6 Ağustos 2013 Salı

Kara(r) Gün(ü)! / Feyzi Hepşenkal / Milliyet Ege / 6 Ağustos 2013


Kara(r) Gün(ü)!

Bir güm önceden başladı tam saha baskı.
Memleketin bütün illerinde, ilçelerinde; hedefi Silivri olan otobüsler “gözaltına” alındı.
İstanbul’da ise otoyollar bile trafiğe kapandı.
Silivri’nin tepesinde hava sahası uçuşa yasaklandı.
Engelleri aşabilen insanlar tarlalara yığıldı.
Üzerlerine helikopterden gaz bombası atıldı.
Duruşma salonuna giriş Beyaz Saray’a girmekten zor.
Her yer jandarma.
Her yer polis.

* * *

Tarih 5 Ağustos 2013.
Burası Türkiye.
Nazım Hikmet’in dizeleri geliyor aklıma:
“Bilekler kan içinde
Dişler kenetli
Ayaklar çıplak
Ve ipek bir halıya benzeyen toprak…”
Devamındaki mısraı değiştirmek isterim biraz:
“BUGÜN CEHENNEMİ YAŞASAK DA, BU CENNET BİZİM.”

* * *

Diğer yandan “Büyük Uyuşturucu Operasyonu” adıyla bir habere sürekli gaz veriliyor.
Sinema ve televizyon dizilerin şöhretli oyuncuları İstanbul’dan, Ankara’dan, Bodrum’dan, Çeşme’den toplanıyor.
Kenan İmirzalıoğlu, Nehir Erdoğan, Sarp Apak, İlker Aksum, Şahin Irmak, Gökçe Özyol, Ersin Korkut, Mehmet Erdem…
Silivri’de işler kızıştıkça, isimlere yenileri ekleniyor:
Engin Günaydın, Engin Altan Düzyatan, Orçun Koray Candemir, Murat Eken…
İktidarın son numarası bu anlaşılan.
Üstelik bir taşla iki kuş vuruyorlar.
Hem Silivri’den dikkati uzaklaştırıyor, hem de Gezi eylemlerinden eksik kalan hesapları görüyorlar!

* * *

Yerler mi, peki?
Elbette hayır.
Saatler ilerledikçe “uzun yürüyüşü” başarıp, Silivri’deki tarlalara ulaşanlar sayısı hızla artıyor.
Duruşma salonundan ise çelişkili haberler geliyor.
Mustafa Balbay içeri girerken demiş ki:
“Biz kendimizi halkın adaletine teslim ediyoruz.
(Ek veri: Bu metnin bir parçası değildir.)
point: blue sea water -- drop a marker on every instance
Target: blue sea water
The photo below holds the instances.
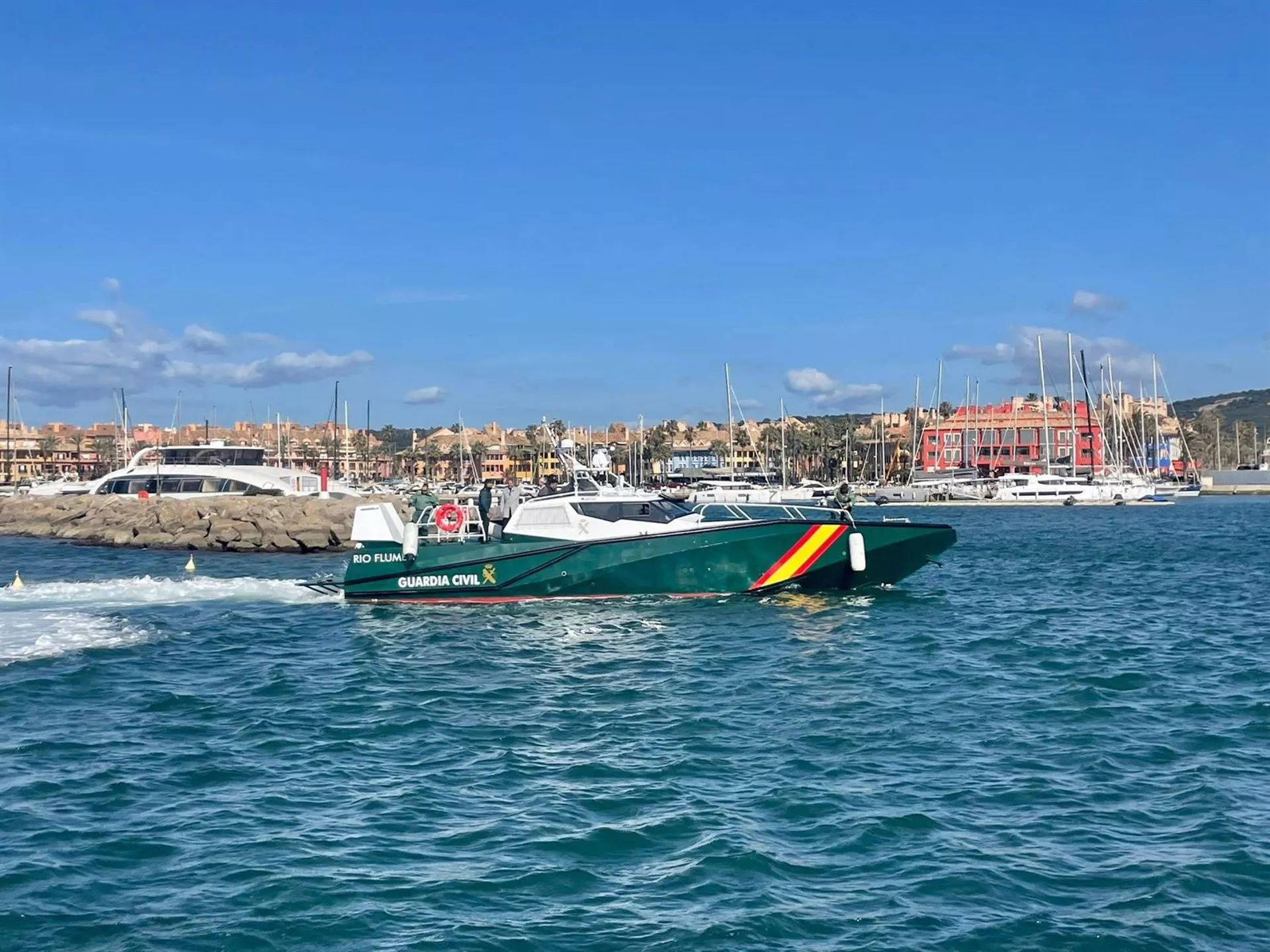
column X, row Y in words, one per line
column 1058, row 740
Sıcak bir sonbahar geliyor. Herkes hazırlansın, bizi halktan koparamayacaklar.”

* * *

Garipten de öte bir manzara hakim duruşma salonuna.
Karar “Türk milleti adına” açıklanacak ama…
İçeride “halk” yok.
Her yeri tel tel dökülen bir davaya, elbet tel örgülerin ardında kararı açıklamak yakışırdı!
Belki de en doğrusu, mahkeme salonunu tamamen boşaltmaktı.
İçeride hakimlerden başka kimse kalmamalıydı.
Kararlar da "boşluğa" açıklanmalıydı!

An be an…

Belki de şöyle demek en doğrusu:
Her yer Silivri
Herkes tutuklu

* * *

Bu dava ile geçmişten intikam aldılar, akıllarınca da geleceklerini garantiye aldılar.

* * *

HUKUK zaten yoktu.
Artık GUGUK da kalmadı.

* * *

"Darbe teşebbüsü" ile aleni tek bağı olan Yaşar Büyükanıt...
Keyfiniz yerinde mi?
Mutlu musunuz?

* * *

İnsan merak ediyor...
Verilen cezalar açıklanmadan önce, belli makamların "onayına" sunuldu mu?

* * *

Verilen cezalara "oh olsun" diyenler...
Sizin için de bir gün öyle diyecekler!